The young fighter shook himself, scattering his borrowed emotions like an otter casting off droplets of water. He put aside his grief and his guilt and took a deep, steadying breath. Swiftly, surely, he focused on the unseen threads that tied him to the forest and to the web of magic that was its essence.
Tamsin knew the pattern-they all did-but more than most elves, he felt it in his blood, traveled its gossamer paths whenever he rested in reverie. And thus he sensed quickly and surely the ugly, gaping tear in the fabric of life that indicated that a human wizard was at work.
"There," he said, pointing to one of the men crouched below-an easy target, for he was one of the few humans who did not hold a shield.
Foxfire swung his bow into place and loosed his ready arrow. The bolt tore through the layers of leaves, straight toward its mark…
… and burst into flame.
Blue fire flashed down the length of the shaft, and a thin line of black ash drifted to the ground at the wizard's feet.
The other humans were not quite so lucky. The archers under Wyndelleu's command bombarded them with a small storm of arrows; most clattered harmlessly off the wooden shields, but a few got through. No humans sustained mortal wounds, but at least a few of them would be slowed during the battle to come.
Undeterred by the cries of his comrades and the arrows that flamed and fizzled around him, the wizard began to move his fingers rapidly in some sort of silent, arcane language. He concluded by banging both hands together. The result was like a summer storm, like lighting and thunder combined into one killing stroke.
A thunderclap rolled outward from his hands and through the forest; every arrow that was in flight at that moment flared with brilliant white light. A bolt of energy sizzled back from each glowing arrow, following an invisible path through the air and back to the archer who had sent it forth.
Foxfire watched in horror as five of his people were blasted into ash.
He drew in a breath to call for retreat, but the sound died in a strangled gasp as all the world seemed to burst into flame. There was no heat, just a sudden, searing light that was nearly as painful.
The elf dug both fists into his eyes, trying to rub away the painful sparkles that danced and whirled behind his eyelids. When at last his eyes adjusted to the unnatural brightness, the possibility of retreat vanished from his thoughts.
The humans had dragged the captured elves into the clearing. There were seven of them, and all were alive, though the foot-hold traps-clearly visible now that they had been sprung-had inflicted terrible wounds upon them. A few men guarded them, loaded crossbows leveled at their hearts. And surrounding them was a circle of human mercenaries, swords drawn.

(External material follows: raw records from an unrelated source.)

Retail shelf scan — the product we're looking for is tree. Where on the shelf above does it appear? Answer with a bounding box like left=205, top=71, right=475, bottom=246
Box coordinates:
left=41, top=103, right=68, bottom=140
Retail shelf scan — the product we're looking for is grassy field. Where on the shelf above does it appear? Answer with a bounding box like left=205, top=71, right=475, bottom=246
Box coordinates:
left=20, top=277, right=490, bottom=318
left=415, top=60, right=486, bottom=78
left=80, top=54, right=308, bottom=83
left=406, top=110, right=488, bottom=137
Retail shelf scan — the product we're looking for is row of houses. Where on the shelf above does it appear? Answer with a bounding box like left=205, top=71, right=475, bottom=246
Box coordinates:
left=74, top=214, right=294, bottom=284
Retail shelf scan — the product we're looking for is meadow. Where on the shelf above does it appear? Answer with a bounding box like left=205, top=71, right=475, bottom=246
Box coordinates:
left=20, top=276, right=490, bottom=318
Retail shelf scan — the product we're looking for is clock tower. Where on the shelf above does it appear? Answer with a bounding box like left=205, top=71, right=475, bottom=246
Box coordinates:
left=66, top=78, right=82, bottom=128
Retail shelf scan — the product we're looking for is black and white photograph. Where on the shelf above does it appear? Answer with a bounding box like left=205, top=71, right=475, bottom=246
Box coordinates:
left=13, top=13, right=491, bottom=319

One of these men waved his weapon at the trees overhead and shouted something. Foxfire and Tamsin exchanged helpless shrugs-neither of them spoke the language of Tethyr's humans. Before Foxfire could call down a request for parley in the Common trade tongue, the human found another, more visual way to get his meaning across.
He spun and lunged in a single, quick movement, sinking his sword deep into one of the helpless elves. Then he turned to the forest and brandished his crimson blade. The challenge was clear, as was the price of refusal.
The first to respond was Hawkwing; she dropped to the ground with the speed of her namesake, her dagger gleaming talon-bright in her hand. Without hesitation, all the elves who could still fight followed the fierce elf maid into the circle of wizard-light and death.
In another part of Tethir, far from the clash of weapons and the scent of death, Arilyn clung to her friend's silver fur as he carried her swiftly toward the hidden den of the lythari.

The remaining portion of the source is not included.